Republished from FresnoStateNews.com | Photo: Caleb Charles
Fresno State student Caleb Charles began college with one goal in mind: becoming a lawyer to defend and fight for those in need of representation in the criminal justice system.
“I aspire to become both a criminal defense and civil rights attorney to advocate on behalf of the voiceless men and women of America and those who have been unjustly charged with crimes they did not commit,” he says.
He learned about the Central Valley Regional Pathway to Law Pipeline while attending Fresno City College and found it fit well with his goals. The goal of the pipeline is to provide a pathway for underrepresented students of minority backgrounds to earn law degrees and increase the State Bar of California members’ diversity.
“I came to college with the intention of becoming a lawyer. However, a hurdle I faced was that I wasn’t sure what I needed to do to become one,” said Charles.
The Central Valley Regional Pathway to Law Pipeline is part of the California Leadership-Access-Workforce (LAW) Pathways established in 2015 under the State Bar of California’s Council on Access and Fairness to provide an educational pipeline for diverse students from high schools, community colleges and four-year universities. Pathway to Law Pipeline is a collaboration between Bullard High School, Fresno City College, Fresno State and the San Joaquin College of Law.
The pathway received the 2021 State Bar of California Education Pipeline Award in February at the Pathway to Law Summit. Fresno State Interim President Saúl Jiménez-Sandoval accepted the award during a short virtual ceremony.
Over 600 students are in the Central Valley pipeline, including over 500 at Bullard High School, over 100 at Fresno City College, 15 at Fresno State and four at San Joaquin College of Law.
For Charles, the pathway was what he was looking for.
“This program has provided me with the ability to network and learn from the experiences of some very bright legal professionals, have access to service-learning opportunities, obtain information on the law school admissions process, receive academic counseling when needed, participate with fellow classmates in a variety of in-depth discussions about legal cases and to be a member of the Law Pathways Club,” Charles said.
By following the pathway, Charles completed his associate degree in law, public policy and society at Fresno City College. At the same time, he was able to get his CAL-LAW Scholar certificate, which earns him special admissions consideration when applying to the 10 partnering law schools in California, including UC Berkeley, UCLA, USC and the San Joaquin College of Law.
When entering the pipeline at Fresno City College, Charles not only found a way forward, but a network of mentors who supported him through the program. After transferring to Fresno State, that support and mentorship continued with professors Andrew Fiala and James Rocha in the Philosophy Department.
“I can say that it was truly an honor to have Caleb represent our Pathway as well as our major in Philosophy Pre-Law,” Rocha said. “Caleb stands out as one of the best students I have had the pleasure to work with; he is always motivated to work hard, is a creative and intelligent thinker, and excelled in all of the classes he took with me, which was especially impressive since they all occurred during the pandemic,” he said.

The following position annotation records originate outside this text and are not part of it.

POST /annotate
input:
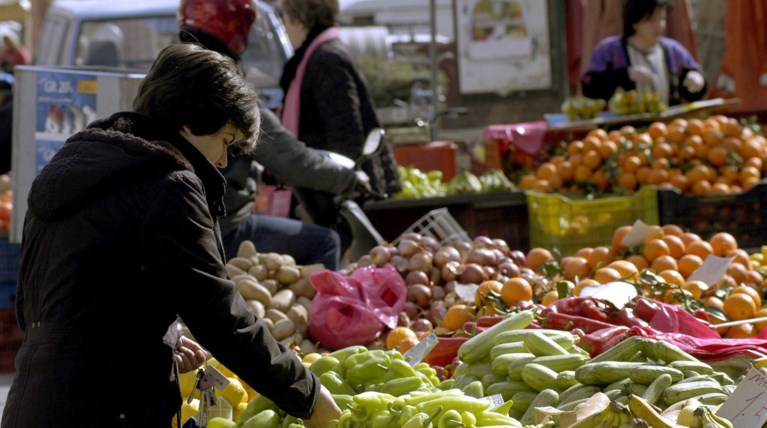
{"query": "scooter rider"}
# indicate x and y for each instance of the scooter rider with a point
(223, 26)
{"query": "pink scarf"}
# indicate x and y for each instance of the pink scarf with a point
(291, 108)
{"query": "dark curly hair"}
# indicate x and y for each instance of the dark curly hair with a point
(193, 86)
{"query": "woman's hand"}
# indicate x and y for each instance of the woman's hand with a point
(325, 410)
(188, 355)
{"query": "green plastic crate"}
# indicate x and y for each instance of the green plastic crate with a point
(565, 224)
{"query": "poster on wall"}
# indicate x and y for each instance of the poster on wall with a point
(66, 103)
(503, 45)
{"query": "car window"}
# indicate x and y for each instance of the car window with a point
(125, 43)
(54, 31)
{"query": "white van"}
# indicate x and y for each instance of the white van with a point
(128, 34)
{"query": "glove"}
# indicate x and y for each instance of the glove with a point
(694, 81)
(640, 74)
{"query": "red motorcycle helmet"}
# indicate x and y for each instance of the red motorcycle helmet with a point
(228, 20)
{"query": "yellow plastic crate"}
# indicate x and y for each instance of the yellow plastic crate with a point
(565, 224)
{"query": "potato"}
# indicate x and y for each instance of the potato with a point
(233, 271)
(252, 290)
(247, 249)
(260, 272)
(257, 308)
(283, 300)
(275, 315)
(283, 329)
(287, 274)
(303, 287)
(241, 262)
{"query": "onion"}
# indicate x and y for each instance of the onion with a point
(412, 310)
(422, 324)
(481, 256)
(420, 294)
(416, 277)
(429, 243)
(446, 254)
(437, 293)
(379, 255)
(472, 274)
(482, 241)
(420, 261)
(518, 257)
(408, 247)
(451, 270)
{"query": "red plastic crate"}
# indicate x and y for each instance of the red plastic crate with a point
(434, 156)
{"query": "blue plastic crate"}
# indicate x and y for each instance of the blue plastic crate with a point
(9, 271)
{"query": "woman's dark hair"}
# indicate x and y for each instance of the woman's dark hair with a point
(636, 10)
(193, 86)
(312, 13)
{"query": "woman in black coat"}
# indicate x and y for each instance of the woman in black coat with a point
(121, 237)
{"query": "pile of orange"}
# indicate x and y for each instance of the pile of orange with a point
(715, 155)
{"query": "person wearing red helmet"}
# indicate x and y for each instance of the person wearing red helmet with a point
(223, 26)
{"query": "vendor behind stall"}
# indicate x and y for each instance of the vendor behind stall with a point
(642, 59)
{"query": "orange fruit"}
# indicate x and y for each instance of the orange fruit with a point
(516, 290)
(480, 296)
(626, 269)
(397, 335)
(739, 306)
(606, 274)
(600, 257)
(701, 249)
(662, 263)
(550, 297)
(537, 256)
(675, 245)
(688, 263)
(639, 261)
(456, 316)
(755, 296)
(723, 244)
(575, 267)
(588, 282)
(655, 248)
(618, 236)
(672, 277)
(696, 288)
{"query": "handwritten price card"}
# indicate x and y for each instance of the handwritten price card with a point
(747, 406)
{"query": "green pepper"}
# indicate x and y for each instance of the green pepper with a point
(474, 389)
(336, 384)
(400, 368)
(265, 419)
(401, 386)
(458, 402)
(324, 364)
(370, 369)
(344, 401)
(255, 406)
(342, 354)
(450, 419)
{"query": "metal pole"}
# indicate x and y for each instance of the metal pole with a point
(434, 69)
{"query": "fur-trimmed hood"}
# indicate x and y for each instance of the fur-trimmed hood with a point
(110, 151)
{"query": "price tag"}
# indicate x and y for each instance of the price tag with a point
(712, 269)
(747, 406)
(466, 291)
(639, 232)
(417, 353)
(215, 378)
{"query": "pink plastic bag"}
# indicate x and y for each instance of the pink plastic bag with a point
(355, 309)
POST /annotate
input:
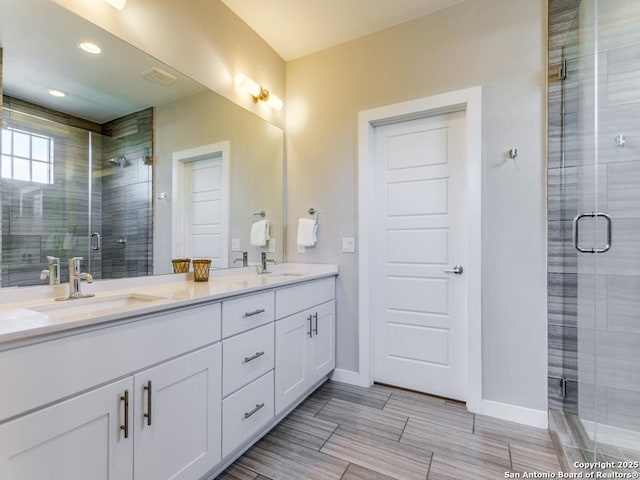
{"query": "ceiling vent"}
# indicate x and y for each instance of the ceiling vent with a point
(158, 76)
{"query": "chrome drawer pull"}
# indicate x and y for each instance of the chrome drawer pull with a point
(258, 407)
(248, 359)
(147, 415)
(125, 398)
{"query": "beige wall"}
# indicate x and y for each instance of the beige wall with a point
(201, 38)
(255, 168)
(498, 44)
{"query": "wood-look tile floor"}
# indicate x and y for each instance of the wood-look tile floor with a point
(344, 432)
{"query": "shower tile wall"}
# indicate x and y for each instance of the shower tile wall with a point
(607, 304)
(40, 220)
(1, 99)
(127, 197)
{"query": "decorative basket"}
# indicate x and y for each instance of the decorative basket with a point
(201, 270)
(181, 265)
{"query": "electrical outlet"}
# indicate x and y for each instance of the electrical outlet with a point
(348, 245)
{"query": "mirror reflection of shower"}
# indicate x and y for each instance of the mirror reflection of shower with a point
(118, 162)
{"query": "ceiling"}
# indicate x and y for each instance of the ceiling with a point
(40, 45)
(295, 28)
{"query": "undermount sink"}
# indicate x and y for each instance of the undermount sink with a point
(95, 305)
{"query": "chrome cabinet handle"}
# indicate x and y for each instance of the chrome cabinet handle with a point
(125, 398)
(147, 415)
(457, 269)
(576, 232)
(258, 407)
(257, 355)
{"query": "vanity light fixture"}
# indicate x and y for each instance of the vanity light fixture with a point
(119, 4)
(258, 92)
(91, 48)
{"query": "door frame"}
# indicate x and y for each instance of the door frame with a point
(470, 101)
(180, 161)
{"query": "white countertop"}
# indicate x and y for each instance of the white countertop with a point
(30, 312)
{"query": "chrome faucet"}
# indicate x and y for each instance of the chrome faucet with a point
(54, 271)
(244, 259)
(262, 268)
(75, 279)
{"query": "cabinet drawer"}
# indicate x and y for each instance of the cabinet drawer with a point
(300, 297)
(246, 357)
(55, 369)
(245, 412)
(244, 313)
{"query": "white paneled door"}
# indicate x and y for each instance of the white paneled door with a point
(206, 236)
(419, 227)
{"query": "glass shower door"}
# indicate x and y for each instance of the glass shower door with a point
(606, 229)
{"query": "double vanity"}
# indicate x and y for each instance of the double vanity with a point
(158, 377)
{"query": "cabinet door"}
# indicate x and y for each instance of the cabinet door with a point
(182, 437)
(322, 355)
(291, 371)
(77, 439)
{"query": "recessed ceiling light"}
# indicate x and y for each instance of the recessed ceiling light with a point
(90, 48)
(119, 4)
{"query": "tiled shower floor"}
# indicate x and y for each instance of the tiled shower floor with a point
(382, 433)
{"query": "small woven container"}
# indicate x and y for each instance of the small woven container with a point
(201, 270)
(181, 265)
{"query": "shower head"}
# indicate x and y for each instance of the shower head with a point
(118, 162)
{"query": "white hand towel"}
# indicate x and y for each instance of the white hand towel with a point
(307, 232)
(260, 233)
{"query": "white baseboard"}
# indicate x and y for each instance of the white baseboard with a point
(515, 413)
(347, 376)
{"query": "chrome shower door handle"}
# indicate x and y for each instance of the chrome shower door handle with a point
(457, 269)
(576, 232)
(607, 218)
(97, 245)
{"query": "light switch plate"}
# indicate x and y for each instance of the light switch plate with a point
(348, 245)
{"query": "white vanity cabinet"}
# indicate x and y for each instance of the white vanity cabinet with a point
(305, 341)
(77, 439)
(176, 417)
(248, 360)
(175, 394)
(106, 433)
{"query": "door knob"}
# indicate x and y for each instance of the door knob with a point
(458, 269)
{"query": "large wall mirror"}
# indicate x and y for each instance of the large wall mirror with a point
(134, 165)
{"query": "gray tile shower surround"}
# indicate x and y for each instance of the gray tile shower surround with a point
(608, 329)
(383, 433)
(121, 200)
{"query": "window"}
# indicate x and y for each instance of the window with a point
(26, 156)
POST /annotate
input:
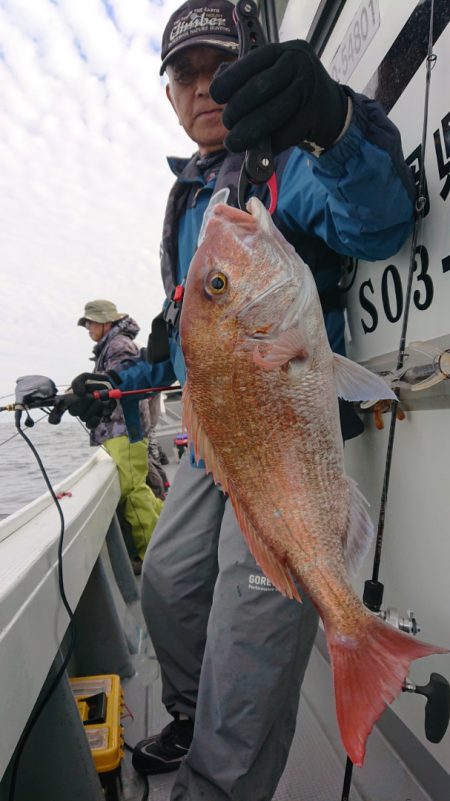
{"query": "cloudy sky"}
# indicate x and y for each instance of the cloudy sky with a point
(84, 130)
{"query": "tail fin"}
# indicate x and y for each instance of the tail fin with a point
(368, 673)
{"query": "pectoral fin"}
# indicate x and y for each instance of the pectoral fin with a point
(287, 346)
(356, 383)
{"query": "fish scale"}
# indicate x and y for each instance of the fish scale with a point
(260, 406)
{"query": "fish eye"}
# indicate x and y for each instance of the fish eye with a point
(217, 283)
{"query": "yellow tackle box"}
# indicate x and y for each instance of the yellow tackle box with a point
(100, 703)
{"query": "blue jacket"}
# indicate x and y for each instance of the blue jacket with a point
(357, 199)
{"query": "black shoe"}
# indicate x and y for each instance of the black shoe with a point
(165, 751)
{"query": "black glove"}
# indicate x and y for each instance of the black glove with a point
(84, 406)
(281, 91)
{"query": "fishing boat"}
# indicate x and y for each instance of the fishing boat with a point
(393, 52)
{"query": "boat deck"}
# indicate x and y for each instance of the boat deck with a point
(315, 768)
(316, 764)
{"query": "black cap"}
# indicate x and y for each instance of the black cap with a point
(195, 23)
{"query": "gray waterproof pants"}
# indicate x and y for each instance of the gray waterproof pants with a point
(232, 650)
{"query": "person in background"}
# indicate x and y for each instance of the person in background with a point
(233, 650)
(114, 333)
(157, 477)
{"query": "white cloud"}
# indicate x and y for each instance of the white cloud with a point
(84, 130)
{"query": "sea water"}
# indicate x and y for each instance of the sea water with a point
(62, 449)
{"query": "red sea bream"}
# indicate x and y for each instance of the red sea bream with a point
(261, 408)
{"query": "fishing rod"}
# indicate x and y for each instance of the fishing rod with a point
(437, 691)
(60, 403)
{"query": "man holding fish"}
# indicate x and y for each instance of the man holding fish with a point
(263, 485)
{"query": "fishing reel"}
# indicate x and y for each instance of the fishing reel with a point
(437, 691)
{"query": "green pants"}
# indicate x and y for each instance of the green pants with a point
(139, 505)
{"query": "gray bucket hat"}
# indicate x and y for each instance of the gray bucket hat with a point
(101, 311)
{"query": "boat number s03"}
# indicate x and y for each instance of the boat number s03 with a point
(390, 296)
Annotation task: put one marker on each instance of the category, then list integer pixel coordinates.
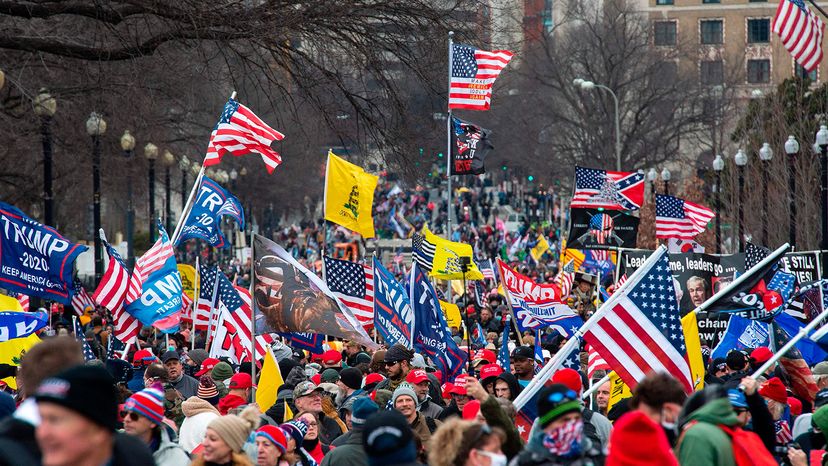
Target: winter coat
(535, 454)
(704, 442)
(348, 453)
(199, 413)
(169, 453)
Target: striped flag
(353, 284)
(473, 73)
(641, 331)
(801, 31)
(239, 131)
(111, 293)
(677, 218)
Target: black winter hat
(87, 390)
(351, 377)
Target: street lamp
(95, 128)
(169, 160)
(151, 153)
(128, 145)
(741, 160)
(718, 166)
(765, 155)
(45, 107)
(792, 148)
(822, 142)
(588, 86)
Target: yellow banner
(349, 195)
(187, 279)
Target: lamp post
(151, 153)
(588, 86)
(95, 128)
(169, 160)
(665, 175)
(822, 142)
(741, 160)
(45, 107)
(128, 145)
(792, 148)
(765, 155)
(718, 166)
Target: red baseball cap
(331, 357)
(240, 381)
(207, 366)
(416, 376)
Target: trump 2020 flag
(155, 285)
(393, 316)
(204, 221)
(349, 195)
(431, 335)
(34, 258)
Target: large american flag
(473, 72)
(239, 131)
(677, 218)
(353, 284)
(111, 294)
(641, 331)
(611, 190)
(801, 31)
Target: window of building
(758, 31)
(711, 31)
(712, 72)
(758, 71)
(664, 33)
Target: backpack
(748, 449)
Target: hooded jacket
(704, 442)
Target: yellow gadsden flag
(447, 258)
(349, 195)
(269, 382)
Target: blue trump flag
(155, 286)
(204, 219)
(393, 316)
(34, 258)
(431, 335)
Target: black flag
(469, 146)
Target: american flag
(24, 301)
(423, 251)
(801, 32)
(473, 72)
(111, 294)
(88, 354)
(81, 302)
(677, 218)
(641, 332)
(239, 131)
(353, 284)
(610, 190)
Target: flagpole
(185, 211)
(774, 256)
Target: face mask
(565, 440)
(495, 459)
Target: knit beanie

In addition to his studies, Charles is a member of the Phi Alpha Delta pre-law fraternity and participates in the Student Advocacy Project, representing Fresno County residents appealing low-level citations.
“I am currently participating in the student advocacy program, and I love it!” Charles said. After completing the training to do this project and upon receiving consent from the citizens of Fresno seeking help, students are able to advocate on behalf of them as they appeal citations through the administrative hearing process in Municipal Court.
The cases are minor infractions such as unlawful dumping, illegal firework usage or public nuisance citations. Still, it gives students the experience to craft legal arguments and advocate for those who may not be able to afford legal representation.
Charles is on track to graduate with a philosophy pre-law bachelor’s degree with honors this semester. He is also the Philosophy Department’s 2021 undergraduate student of distinction, making him eligible for the College of Arts and Humanities Dean’s Medal.